Statistics/Numerical Methods/Random Number Generation

Definition and Usage

Random Numbers → ”A sequence of integers or group of numbers which show absolutely no relationship to each other anywhere in the sequence. At any point, all integers have an equal chance of occurring, and they occur in an unpredictable fashion”

Many statistical methods rely on random numbers. The use of random numbers, however, has expanded beyond random sampling or random assignment of treatments to experimental units. More common uses now are in simulation studies of physical processes, of analytically intractable mathematical expressions, or of a population resampling from a given sample from that population. These three general areas of application are sometimes called simulation, Monte Carlo, and resampling.

Uniform Random Number Generation

Given an infinite sequence $R_{0},R_{1},...,R_{n},...$ most people’s notion of random would include that the numbers be uniformly distributed in the interval (0, 1). We denote this distribution by U(0, 1). I will present in this paper the two ways of generating Uniform Random Numbers : Linear Congruential Generators and Tausworthe Generators.

Linear Congruential Generators

D. H. Lehmer in 1948 proposed the linear congruential generator as a source of random numbers. In this generator, each single number determines its successor. The form of the generator is

                        $X_{i+1}$  = (a $X_{i}$  + c) mod m   , with  0 ≤  $X_{i}$  ≤ m .

m is called modulus. $X_{0}$ , a, and c are known as the seed, multiplier, and the increment respectively.

For example, consider m = 31, a = 7, c = 0 and begin with $X_{0}$ = 19. The next integers in the sequence are

                      9, 1, 7, 18, 2, 14, 5, 4, 28, 10, 8, 25, 20, 16, 19,

so, of course, at this point the sequence begins to repeat.

If we would have taken a = 3 instead of a = 7, we would have got:

     26, 16, 17, 20, 29, 25, 13, 8, 24, 10, 30, 28, 22, 4, 12, 5, 15,
              14, 11, 2, 6, 18, 23, 7, 21, 1, 3, 9, 27, 19

From the simple example above we can guess that modulus, multiplier, and increment play a role in the period length of the linear congruential generator.

The Period → The period is the smallest positive integer λ for which $X_{\lambda }=X_{0}$ . The period can be no greater than m. Therefore, m is chosen to be equal or nearly equal to the largest representable integer in the computer to get a long period.

A full period generator is one in which the period is m, and it is obtained iff:

1. c is relatively prime to m; 2. (a-1) is a multiple of q, for each prime factor q of m; 3. (a-1) is a multiple of 4, if m is.

The Increment →

If c > 0 , we can achieve a full period by such :

1- m = $2^{b}$ → faster computer arithmetic,

2- Set (a-1) as a multiple of 4,

3- c should be odd-valued,

4- Set b as high as possible. For example b=31 in a 32-bit computer.
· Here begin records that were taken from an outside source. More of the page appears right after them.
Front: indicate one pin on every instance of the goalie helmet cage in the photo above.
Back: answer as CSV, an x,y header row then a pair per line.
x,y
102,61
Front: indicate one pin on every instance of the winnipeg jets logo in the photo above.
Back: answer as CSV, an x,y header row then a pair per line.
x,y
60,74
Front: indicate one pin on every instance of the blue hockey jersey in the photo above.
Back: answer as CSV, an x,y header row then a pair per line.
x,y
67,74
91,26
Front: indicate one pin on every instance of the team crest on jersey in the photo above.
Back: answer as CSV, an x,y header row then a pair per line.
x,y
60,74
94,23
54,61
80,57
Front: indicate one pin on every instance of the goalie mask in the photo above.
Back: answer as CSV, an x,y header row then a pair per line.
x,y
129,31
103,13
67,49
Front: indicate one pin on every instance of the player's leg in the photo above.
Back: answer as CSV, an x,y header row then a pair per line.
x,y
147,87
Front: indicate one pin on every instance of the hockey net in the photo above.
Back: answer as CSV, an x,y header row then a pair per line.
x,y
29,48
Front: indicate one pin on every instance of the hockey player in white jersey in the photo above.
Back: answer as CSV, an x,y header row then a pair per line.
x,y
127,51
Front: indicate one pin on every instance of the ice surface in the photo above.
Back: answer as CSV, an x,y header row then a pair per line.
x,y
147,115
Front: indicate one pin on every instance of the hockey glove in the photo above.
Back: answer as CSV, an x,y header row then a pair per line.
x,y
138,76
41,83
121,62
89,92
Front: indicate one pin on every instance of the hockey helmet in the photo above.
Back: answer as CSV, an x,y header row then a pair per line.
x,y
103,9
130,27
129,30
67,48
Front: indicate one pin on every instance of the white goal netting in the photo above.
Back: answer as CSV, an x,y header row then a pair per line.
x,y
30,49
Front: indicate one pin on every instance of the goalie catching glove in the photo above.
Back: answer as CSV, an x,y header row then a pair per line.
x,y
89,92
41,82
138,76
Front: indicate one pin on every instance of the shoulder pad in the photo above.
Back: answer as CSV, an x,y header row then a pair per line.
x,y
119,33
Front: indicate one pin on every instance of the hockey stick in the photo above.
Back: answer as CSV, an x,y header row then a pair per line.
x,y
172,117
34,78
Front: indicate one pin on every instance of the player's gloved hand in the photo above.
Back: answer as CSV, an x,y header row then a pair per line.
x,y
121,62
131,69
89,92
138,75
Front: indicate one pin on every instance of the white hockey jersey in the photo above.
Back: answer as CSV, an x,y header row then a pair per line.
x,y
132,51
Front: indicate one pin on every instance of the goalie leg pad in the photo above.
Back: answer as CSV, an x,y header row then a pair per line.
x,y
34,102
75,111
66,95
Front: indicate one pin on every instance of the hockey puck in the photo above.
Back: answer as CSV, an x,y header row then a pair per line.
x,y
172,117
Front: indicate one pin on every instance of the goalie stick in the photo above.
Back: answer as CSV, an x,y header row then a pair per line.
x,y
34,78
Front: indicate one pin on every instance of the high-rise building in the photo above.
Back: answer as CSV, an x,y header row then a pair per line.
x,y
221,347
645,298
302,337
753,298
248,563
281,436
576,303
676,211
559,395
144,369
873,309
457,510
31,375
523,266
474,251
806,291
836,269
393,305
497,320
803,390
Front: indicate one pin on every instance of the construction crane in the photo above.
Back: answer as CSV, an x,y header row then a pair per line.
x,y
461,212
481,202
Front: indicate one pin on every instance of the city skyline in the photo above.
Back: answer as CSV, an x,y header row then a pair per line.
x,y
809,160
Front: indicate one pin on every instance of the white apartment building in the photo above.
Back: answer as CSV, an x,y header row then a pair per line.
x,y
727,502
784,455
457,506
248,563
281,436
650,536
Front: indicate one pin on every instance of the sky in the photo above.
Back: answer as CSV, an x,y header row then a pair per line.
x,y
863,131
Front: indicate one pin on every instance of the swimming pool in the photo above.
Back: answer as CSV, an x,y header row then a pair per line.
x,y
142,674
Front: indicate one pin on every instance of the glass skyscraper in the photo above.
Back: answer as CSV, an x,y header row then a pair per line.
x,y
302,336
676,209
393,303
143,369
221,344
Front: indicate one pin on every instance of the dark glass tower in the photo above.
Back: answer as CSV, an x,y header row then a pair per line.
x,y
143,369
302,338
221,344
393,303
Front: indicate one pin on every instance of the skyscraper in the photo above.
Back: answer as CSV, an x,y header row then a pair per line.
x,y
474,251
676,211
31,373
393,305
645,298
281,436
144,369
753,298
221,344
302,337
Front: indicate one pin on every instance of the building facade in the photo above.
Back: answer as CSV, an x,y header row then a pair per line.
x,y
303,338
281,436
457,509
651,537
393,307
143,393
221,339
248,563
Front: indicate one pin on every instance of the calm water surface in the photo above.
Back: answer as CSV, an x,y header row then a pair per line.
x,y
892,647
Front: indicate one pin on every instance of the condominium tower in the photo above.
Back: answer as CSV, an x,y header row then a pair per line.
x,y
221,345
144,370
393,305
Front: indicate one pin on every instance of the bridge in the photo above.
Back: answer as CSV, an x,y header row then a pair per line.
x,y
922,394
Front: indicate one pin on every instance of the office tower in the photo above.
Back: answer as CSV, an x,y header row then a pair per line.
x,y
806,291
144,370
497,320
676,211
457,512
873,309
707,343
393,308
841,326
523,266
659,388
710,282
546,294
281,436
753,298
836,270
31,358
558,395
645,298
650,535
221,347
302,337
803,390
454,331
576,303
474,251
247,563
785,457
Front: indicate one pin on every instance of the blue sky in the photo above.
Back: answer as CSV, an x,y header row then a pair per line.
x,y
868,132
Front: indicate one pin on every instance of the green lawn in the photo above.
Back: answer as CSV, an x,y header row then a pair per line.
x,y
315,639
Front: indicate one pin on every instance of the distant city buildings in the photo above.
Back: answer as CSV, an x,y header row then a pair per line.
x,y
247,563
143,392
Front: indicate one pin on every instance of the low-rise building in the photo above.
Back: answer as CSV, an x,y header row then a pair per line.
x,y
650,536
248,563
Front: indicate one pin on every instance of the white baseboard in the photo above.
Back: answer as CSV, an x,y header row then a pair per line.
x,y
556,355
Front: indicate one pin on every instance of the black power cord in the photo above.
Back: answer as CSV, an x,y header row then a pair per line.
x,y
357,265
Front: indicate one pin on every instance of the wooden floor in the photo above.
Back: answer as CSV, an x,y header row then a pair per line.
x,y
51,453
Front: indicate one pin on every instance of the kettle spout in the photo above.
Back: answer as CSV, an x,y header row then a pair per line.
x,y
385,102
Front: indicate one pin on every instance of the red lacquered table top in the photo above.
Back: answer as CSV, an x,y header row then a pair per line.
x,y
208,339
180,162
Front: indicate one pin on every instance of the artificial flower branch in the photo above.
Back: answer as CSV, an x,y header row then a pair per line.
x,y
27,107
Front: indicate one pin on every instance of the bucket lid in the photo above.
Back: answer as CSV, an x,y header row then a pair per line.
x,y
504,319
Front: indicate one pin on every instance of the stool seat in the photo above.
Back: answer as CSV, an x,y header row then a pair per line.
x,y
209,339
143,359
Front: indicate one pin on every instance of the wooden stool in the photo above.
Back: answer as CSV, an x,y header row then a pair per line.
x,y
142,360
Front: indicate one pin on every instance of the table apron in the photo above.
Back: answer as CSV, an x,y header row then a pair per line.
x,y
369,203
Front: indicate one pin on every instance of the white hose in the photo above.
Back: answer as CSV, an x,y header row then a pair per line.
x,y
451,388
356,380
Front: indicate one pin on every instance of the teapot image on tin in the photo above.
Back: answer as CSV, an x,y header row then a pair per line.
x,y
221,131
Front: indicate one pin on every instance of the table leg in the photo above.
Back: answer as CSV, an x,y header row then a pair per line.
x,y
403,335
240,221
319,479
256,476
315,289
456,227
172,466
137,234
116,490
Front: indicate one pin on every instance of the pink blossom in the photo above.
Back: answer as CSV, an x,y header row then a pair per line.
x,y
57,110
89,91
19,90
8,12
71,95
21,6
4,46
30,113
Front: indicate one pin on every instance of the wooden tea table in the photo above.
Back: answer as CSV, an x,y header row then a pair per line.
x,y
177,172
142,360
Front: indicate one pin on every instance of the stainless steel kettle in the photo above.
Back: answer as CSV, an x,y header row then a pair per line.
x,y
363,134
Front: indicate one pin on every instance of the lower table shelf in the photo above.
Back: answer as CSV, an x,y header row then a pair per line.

If c = 0, a full period is not possible. A maximum number of random variables, then, can be achieved by such :

1-A maximum period generator, with λ = m − 1, is one in which a is a primitive element modulo m, if m is prime.

                           i. a mod m 6= 0
                           ii. a(m−1)/q modm 6= 1 , for each prime q of (m-1)

2-Given preceding comments, m is often set to the largest prime number less than 2b. The most commonly used modulus is the Mersenne prime $2^{31}-1$ .

maximum period → m = prime, a = primitive element modulo m

Structure in the Generated Numbers

The idea behind the generated random number is that the numbers should be really random. That means that the numbers should appear to be distributionally independent of each other; that is, the serial correlations should be small. How bad the structure of a sequence is (that is, how much this situation causes the output to appear nonrandom) depends on the structure of the lattice.

Consider the output of the generator with m =31 and a =3 that begins with $x_{0}$ =19. Plot the successive pairs

                               (27, 19), (19, 26), (26, 16)...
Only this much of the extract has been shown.